Bugzilla – Bug 8206
[Ser] Serialization requires no escaping of < in URI attribute with XHTML
Last modified: 2010-06-29 13:53:39 UTC
A colleague pointed out this problem in the "Character Expansion" step of the phases of serialization. Suppose the output method is XHTML and the escape-uri-attributes serialization parameter has the value "yes". For any URI attribute, step 3a. requires URI escaping to be applied and that steps 3b. through 3e. be skipped.
The URI escaping is described in three steps: i) Unicode normalization; ii) percent encoding as described for fn:escape-html-uri; and iii) escaping "according to HTML rules any characters (such as < and &) where HTML requires escaping. For example, replace < with <."
For other attributes, step 3e. would cause a less than to be replaced with < or an equivalent character reference.
It's not clear which HTML rules apply here - those of the various HTML recommendations, those of the HTML output method or both. If this was a reference to the rules of the HTML output method, alone or together with the requirements of the relevant HTML recommendation, it must be noted that section 7.2 of serialization actually prohibits a less than character from being escaped. It states, "The HTML output method MUST NOT escape "<" characters occurring in attribute values."
I've reduced the priority/severity to mark this as an editorial issue. I don't believe there's any doubt about the intent - that the XHTML output method should be able to escape less than characters that appear in any attribute value.

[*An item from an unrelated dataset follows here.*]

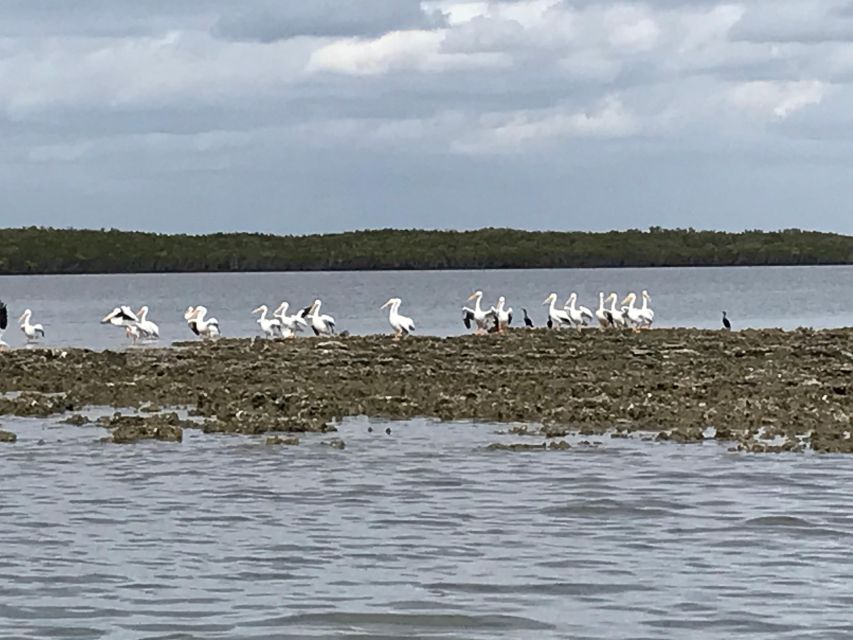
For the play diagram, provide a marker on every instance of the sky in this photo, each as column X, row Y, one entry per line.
column 288, row 116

I propose the following change:
. In Section 4, bullet 3.a.iii, change "escape according to HTML rules" to "escape according to XML or HTML rules, as determined by the applicable output method, "

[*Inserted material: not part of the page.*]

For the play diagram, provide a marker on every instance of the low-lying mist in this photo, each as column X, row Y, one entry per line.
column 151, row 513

At its call of 2009-11-12, the XSL WG observed that the response proposed in comment #1 did not address the question of whether "HTML rules" referred to the rules of the HTML output method or the rules of one of the HTML Recommendations. The consensus was that this referred to the rules of the output method. The following changes were proposed and accepted during the call:
. In Section 4, bullet 3.a.iii, change "escape according to HTML rules any characters (such as < and &) where HTML requires escaping" to
"escape according to the rules of the XML or HTML output method, whichever is applicable, any characters that require escaping"
. In Section 4, bullet 3.e, change "escape according to XML or HTML rules" to
"escape according to the rules of the XML or HTML output method, whichever is applicable,"
Ratification of this decision by the XQuery Working Group is pending.
As this bug is editorial, I will go ahead and make this Serialization erratum SE.E18, with the edits as described in comment #2. I will apply the changes in the next revision of the Serialization 1.0 errata document as well as to the working draft of Serialization 1.1.